Monday, July 18, 2011

Fred the farmhand and the stuck tractor

I interviewed a whole bunch of people for a farmhand position, and at the end of the day I picked 3, figuring that one of them wouldn't work out (hoped that all three would, but you have to be realistic) and sure enough, one of the three picked came to me about a week into it and said "This is waaay too hard. I gotta quit". No hard feelings, nice person, just not a good fit.



So I went back to the list and found the next candidate, Fred (Not his real name). I called Fred on a Thursday, and told him to come to the farm on Saturday morning.

Sean worked with him, and he did a pretty good job. Between the two of them they did a fair bit of work, and we scheduled him to come back Monday.

Monday rolls around, and Sean's off doing his thing, and Fred's on the tractor, doing a pretty good job. We're going to be planting blueberries, and we're forming the raised beds for the rows of plants. Fred is new to the land though, and manages to drive the tractor into a soft spot, and get it stuck.

I stop by, spot him struggling in the field, put my boots on and walk him through how to get the tractor out. After a little coaching, he seems to be in a good spot, and off i go to get my other work done.

So I was a little surprised to get a call about 45 minutes later. "Hey, the tractor is stuck, and I've got to tell you that... " Freds voice trails off. "...that, I, Uh, brokethetractorwindow"

What? You did what?

"I broke thetractorwindow"

You broke the tractor window?

"yea"

How did you do that?

"Well, I just wanted to tell you that I also got a call from a friend of mine about a full time job and I hate to do this, but I've got to take that job"

What? You're quitting?

"yea"

Ok, let me get this straight: You work for me for a day and a half, get my tractor stuck, break the window, and then you tell me you're quitting? "yea" Thanks for the 2 weeks notice, dude!

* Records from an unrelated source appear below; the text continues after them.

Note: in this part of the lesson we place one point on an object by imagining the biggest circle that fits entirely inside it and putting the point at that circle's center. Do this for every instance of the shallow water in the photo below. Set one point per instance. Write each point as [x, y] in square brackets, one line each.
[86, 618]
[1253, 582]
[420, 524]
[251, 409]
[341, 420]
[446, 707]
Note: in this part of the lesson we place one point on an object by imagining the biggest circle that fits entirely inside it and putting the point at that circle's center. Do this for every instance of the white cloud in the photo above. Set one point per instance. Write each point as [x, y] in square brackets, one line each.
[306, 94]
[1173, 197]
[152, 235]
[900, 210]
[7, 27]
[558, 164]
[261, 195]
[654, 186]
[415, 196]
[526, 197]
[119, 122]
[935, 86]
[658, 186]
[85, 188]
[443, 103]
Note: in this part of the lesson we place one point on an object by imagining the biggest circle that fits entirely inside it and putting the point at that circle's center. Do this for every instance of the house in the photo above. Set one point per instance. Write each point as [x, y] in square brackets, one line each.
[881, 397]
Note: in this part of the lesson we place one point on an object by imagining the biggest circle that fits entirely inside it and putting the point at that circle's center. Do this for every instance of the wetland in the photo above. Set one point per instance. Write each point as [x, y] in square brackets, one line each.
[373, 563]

"uh. Can I ask you something?"

Sure.

"Can you give me a reference?"

9 comments:

Craig said...

Mistake number one, don't let hired help drive equipement within the first week of hiring them. And when your interviewing them for a job and they say they can do everything and anything, that's usually bullsh*t. Make them weedwack the electric fence and do manaul jobs first before graduating them to the next level.

RH said...

Gotta say, I read a lot of stuff online but not much of it makes me smile.

sheila said...

Darn near impossible to find farm employees. Been there done that and ended up doing the work myself, it was easier.

jason said...

That's the problem with low paying help. Not usually committed or reliable.

Anonymous said...

Someone once told me, "good help ain't cheap and cheap help ain't good."

Joanne said...

Used to run into that in the tile business. The good ones are probably already working for someone else. Not always, but usually.

eagergridlessbeaver said...

..wowie zowie. that is funny but not in a funny sense. It is hard to find good workers in youth today..too many distractions and too much having things handed to them! I also agree that the good workers usually have/keep their jobs so they never are usually applying! hehe

Anonymous said...

Sure, give him an honest reference by phone if someone inquires.

Urbancowgrrl said...

I like what eagergridlessbeaver and anonymous say. That would be a good lesson for him for you to give him an honest reference! And I agree it is hard to find good employees, not just in teenagers but many adults too because so many people have been brought up the last generation or so to expect everything to be handed to them without working for it. There's a lot of entitlement going on. I'd love to see that change! It might actually help our country. Sigh.